Juneteenth shows me that policies that look like they might be great for everyone end up giving most benefits to White Americans at the expense of the continued undercutting and exploitation of Black and Brown folks everywhere. If you would like some evidence, see the New Deal’s active exclusion of predominantly Black workforces or GI Bill benefits and ultimate exclusions.

Systemic racial inequities have been rooted in this country for years and will only continue to develop if we don’t start to address this global disease of racism. 

I believe that the way to start is with you. You reading this, me writing this, and everyone in between. In my opinion, the way for us to start addressing racism is to start seeing each other as ourselves, and take active steps to become truly accepting, compassionate, and empathetic people.

Now I know this sounds a little like the 1st grade golden rule, “treat others the way you want to be treated”. But true empathy, compassion, and acceptance are radical and powerful. True empathy means standing up to protest that Black Lives Matter. True compassion means not crossing a picket line. True acceptance means affirming someone’s gender identity or sexual orientation. The heart of so many world issues boils down to simple things like empathy, compassion, and acceptance. To make change we need to care about all issues, not just the ones that apply to our identities. I feel that if we all take active steps to include empathy, compassion, and acceptance in our lives at all times, humanity would be a much better place. 
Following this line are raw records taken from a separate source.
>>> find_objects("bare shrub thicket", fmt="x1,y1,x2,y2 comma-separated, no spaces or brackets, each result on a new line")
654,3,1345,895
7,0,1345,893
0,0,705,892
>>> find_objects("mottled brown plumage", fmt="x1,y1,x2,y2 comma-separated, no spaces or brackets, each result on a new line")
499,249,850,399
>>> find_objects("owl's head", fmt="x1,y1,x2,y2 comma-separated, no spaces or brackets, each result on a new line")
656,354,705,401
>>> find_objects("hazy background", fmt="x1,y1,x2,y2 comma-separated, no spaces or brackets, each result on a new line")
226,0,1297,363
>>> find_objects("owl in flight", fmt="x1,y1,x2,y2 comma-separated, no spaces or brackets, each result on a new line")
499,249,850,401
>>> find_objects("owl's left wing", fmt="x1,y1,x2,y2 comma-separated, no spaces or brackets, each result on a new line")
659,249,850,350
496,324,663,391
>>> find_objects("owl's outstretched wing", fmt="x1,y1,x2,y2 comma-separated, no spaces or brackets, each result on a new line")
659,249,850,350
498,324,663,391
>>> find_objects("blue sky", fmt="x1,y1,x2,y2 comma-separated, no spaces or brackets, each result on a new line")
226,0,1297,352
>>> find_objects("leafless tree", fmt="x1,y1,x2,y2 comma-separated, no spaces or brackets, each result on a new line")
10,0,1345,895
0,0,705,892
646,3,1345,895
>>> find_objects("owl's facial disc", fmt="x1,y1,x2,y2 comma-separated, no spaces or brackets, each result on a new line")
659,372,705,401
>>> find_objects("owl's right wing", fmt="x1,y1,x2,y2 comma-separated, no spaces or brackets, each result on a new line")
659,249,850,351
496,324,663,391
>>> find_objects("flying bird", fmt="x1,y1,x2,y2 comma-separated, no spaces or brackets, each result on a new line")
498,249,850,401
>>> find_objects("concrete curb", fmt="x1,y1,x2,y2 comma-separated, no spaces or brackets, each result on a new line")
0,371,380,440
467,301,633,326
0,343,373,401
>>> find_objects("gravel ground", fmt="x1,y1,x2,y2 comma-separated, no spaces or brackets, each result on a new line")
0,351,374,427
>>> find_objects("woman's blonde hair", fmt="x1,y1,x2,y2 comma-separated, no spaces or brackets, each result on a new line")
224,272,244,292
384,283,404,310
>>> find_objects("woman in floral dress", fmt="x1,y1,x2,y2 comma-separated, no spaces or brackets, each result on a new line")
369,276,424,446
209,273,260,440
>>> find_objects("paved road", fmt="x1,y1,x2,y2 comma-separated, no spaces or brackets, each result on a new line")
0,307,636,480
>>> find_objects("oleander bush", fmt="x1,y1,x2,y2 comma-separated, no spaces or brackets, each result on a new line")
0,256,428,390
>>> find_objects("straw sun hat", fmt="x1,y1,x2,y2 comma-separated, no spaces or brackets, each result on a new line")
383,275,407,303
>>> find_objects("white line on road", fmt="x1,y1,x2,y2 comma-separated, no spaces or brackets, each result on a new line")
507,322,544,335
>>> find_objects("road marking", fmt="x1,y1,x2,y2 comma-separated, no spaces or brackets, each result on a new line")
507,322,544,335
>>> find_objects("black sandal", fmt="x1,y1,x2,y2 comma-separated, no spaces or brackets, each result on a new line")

At the end of the day, so many things can be impacted by the actions of one person. The President of the United States, Jeff Bezos, the person in the car that cut you off yesterday-- they are each just one person.

Every system is made up of structures of people. If every person took the time to unlearn their biases and operate from a space of empathy, compassion, and acceptance I argue that we would be taking a huge step in combating so many systems of inequity, inequality, and injustice.

The Senate’s bill to make Juneteenth a national holiday is a glance in the right direction, but tangible change will only be made when we all work to tear down the systems of oppression we actively participate in.  

As members of a society, we need to make personal changes in order to make a societal difference.